Ms Ardern said she would prefer negative commentary about China from Five Eyes not be attributed to her despite New Zealand’s standing in the group. Her Foreign Minister Nanaia Mahuta went one step further.

“It’s not necessary all the time on every issue, to invoke Five Eyes as your first port of call in terms of creating a coalition of support around particular issues in the human rights space,” she said. Those comments were endorsed by the Chinese.

Mr Seely said New Zealand had failed to support its closest neighbour because it did not want to damage relations with Beijing.

The New Zealand Herald reports that he labelled Ms Ardern “a Prime Minister who virtue signals whilst crudely sucking up to China whilst backing out of the Five Eyes agreement”.

He said doing so was “an appallingly, appallingly shortsighted thing to be doing”.

“The Australians are calling out China and they’re doing it at trade risk – we need to make sure that they do not pay an ethical price.”

The Chinese flag behind razor wire at a housing compound in Yangisar in China's western Xinjiang region. Picture: Greg Baker/AFP

The Chinese flag behind razor wire at a housing compound in Yangisar in China's western Xinjiang region.New Zealand said on Monday it would not let the Five Eyes intelligence alliance dictate its dealings with its largest trading partner, in the latest distancing from the US-led group’s approach to tensions with Beijing.

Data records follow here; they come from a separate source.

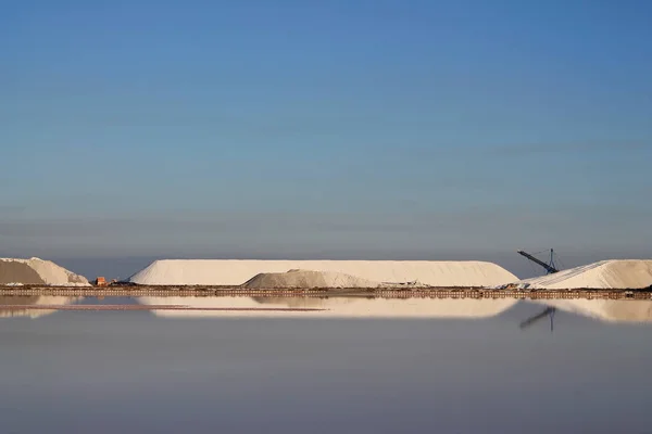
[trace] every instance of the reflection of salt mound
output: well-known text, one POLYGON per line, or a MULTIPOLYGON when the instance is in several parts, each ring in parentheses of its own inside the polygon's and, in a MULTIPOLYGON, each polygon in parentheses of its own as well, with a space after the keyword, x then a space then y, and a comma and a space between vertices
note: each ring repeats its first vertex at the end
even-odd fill
POLYGON ((652 302, 642 299, 551 299, 544 303, 572 314, 610 322, 652 321, 652 302))
POLYGON ((85 277, 39 258, 0 258, 0 284, 90 286, 85 277))
POLYGON ((523 289, 623 289, 652 285, 652 260, 602 260, 515 283, 523 289))
POLYGON ((288 272, 262 272, 242 286, 252 289, 274 288, 378 288, 380 284, 336 271, 290 270, 288 272))
POLYGON ((156 260, 129 281, 142 285, 240 285, 259 273, 292 269, 339 272, 381 283, 488 286, 517 278, 496 264, 438 260, 156 260))
POLYGON ((59 295, 2 295, 0 296, 0 318, 29 317, 38 318, 50 315, 57 309, 16 309, 11 306, 57 306, 70 305, 82 297, 66 297, 59 295))
POLYGON ((180 305, 196 309, 237 308, 250 310, 154 310, 168 318, 183 317, 298 317, 298 318, 488 318, 512 307, 514 298, 364 298, 364 297, 139 297, 143 305, 180 305), (256 310, 316 308, 317 311, 256 310))

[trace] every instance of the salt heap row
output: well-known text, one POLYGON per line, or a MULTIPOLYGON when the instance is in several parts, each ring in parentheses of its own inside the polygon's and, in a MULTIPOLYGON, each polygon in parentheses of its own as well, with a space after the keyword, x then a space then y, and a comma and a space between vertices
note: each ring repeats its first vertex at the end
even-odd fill
POLYGON ((248 288, 472 288, 513 282, 504 268, 484 261, 437 260, 156 260, 134 275, 140 285, 248 288), (293 271, 291 271, 293 270, 293 271))

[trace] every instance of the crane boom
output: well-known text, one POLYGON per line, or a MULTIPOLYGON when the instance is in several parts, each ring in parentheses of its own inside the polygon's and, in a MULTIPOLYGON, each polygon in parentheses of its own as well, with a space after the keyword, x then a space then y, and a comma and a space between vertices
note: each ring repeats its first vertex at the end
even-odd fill
POLYGON ((556 268, 554 268, 551 265, 546 264, 544 261, 537 259, 536 257, 534 257, 532 255, 530 255, 527 252, 524 251, 517 251, 517 253, 522 256, 525 256, 526 258, 528 258, 529 260, 531 260, 535 264, 540 265, 541 267, 546 268, 546 271, 548 271, 549 273, 553 273, 553 272, 557 272, 559 270, 556 268))

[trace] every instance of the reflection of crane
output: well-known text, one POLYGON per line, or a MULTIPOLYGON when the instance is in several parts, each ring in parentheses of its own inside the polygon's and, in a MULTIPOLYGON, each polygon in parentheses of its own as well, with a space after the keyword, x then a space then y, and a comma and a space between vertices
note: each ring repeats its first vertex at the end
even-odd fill
POLYGON ((530 327, 531 324, 534 324, 535 322, 539 321, 541 318, 546 318, 546 317, 550 317, 550 332, 552 333, 554 331, 554 312, 556 311, 556 308, 554 307, 547 307, 546 309, 543 309, 543 311, 529 317, 528 319, 526 319, 525 321, 523 321, 521 323, 521 330, 525 330, 528 327, 530 327))
POLYGON ((540 265, 541 267, 546 268, 546 271, 548 275, 552 275, 554 272, 559 272, 559 270, 556 269, 556 265, 554 264, 554 252, 551 248, 550 250, 550 263, 546 264, 544 261, 534 257, 532 255, 530 255, 527 252, 524 251, 517 251, 517 253, 522 256, 525 256, 526 258, 528 258, 529 260, 531 260, 532 263, 540 265))

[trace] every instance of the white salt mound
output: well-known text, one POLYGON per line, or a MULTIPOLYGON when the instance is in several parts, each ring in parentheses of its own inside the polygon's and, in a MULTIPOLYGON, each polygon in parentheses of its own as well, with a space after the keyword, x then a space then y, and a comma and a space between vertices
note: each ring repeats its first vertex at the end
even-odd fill
POLYGON ((143 305, 176 305, 195 310, 152 310, 165 318, 490 318, 516 298, 366 298, 366 297, 139 297, 143 305), (318 311, 266 310, 316 308, 318 311), (205 310, 202 310, 205 309, 205 310), (221 309, 221 310, 211 310, 221 309), (263 309, 263 310, 260 310, 263 309))
POLYGON ((50 286, 90 286, 85 277, 75 275, 50 260, 39 258, 0 258, 0 284, 43 284, 50 286))
POLYGON ((639 290, 652 285, 652 260, 601 260, 514 283, 538 290, 639 290))
POLYGON ((261 272, 242 286, 252 289, 378 288, 380 283, 337 271, 290 270, 261 272))
POLYGON ((504 268, 484 261, 440 260, 156 260, 131 276, 142 285, 238 286, 259 273, 292 269, 339 272, 383 284, 417 282, 429 286, 491 286, 518 278, 504 268))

The nation has previously been reluctant to sign joint statements from Five Eyes partners criticising China, including on the crackdown on Hong Kong’s democracy movement and its treatment of Muslim Uighurs.

The comments come just months after Trade Minister Damien O’Connor urged Australia to show more “respect” to Beijing.

New Zealand officials have also been careful not to directly criticise China’s expanding influence in the Pacific, unlike their US and Australian counterparts.

In her speech, Mahuta raised the “major risk” posed by high levels of debt in the Pacific but stopped short of calling out China for what some critics have described as its “debt-trap diplomacy” in the region.

Her remarks further expose the growing divide on Beijing between New Zealand and partners like Australia.

New Zealand recently sealed an upgraded free trade agreement with China.

In contrast, Canberra’s robust criticism of Beijing on issues such as Hong Kong and the treatment of Uighurs has resulted in punitive levies on more than a dozen Australian imports, including wine and barley.

Chinese flags on a road leading to a facility believed to be a re-education camp where mostly Muslim ethnic minorities are detained, on the outskirts of Hotan, Xinjiang. Picture: Greg Baker/AFP

Chinese flags on a road leading to a facility believed to be a re-education camp where mostly Muslim ethnic minorities are detained, on the outskirts of Hotan, Xinjiang.

The UK’s vote on Thursday comes amid pressure for China to end its disgusting treatment of Uighurs, particularly the detention of some 1.5 million in a rapidly growing number of camps across Xinjiang.

A number of recent high-profile independent tribunals, investigations and reports have applied pressure on Western governments to act.

Most alarmingly, last month a nonpartisan panel of 50 global experts in human rights and law concluded without doubt that Beijing is engaged in “ongoing genocide” that aims to eliminate Uighurs.

Newlines Institute for Strategy and Policy, a Washington-based think tank, conducted the first non-government review of China’s alleged actions in Xinjiang and found overwhelming evidence that Beijing is violating all five provisions of the United Nations Convention on Genocide.

Those provisions are: killing members of a group; causing serious bodily or mental harm to members of a group; deliberately inflicting conditions of life aimed to bring about its physical destruction in whole or in part; imposing measures intended to prevent births; and forcibly transferring children out of a group.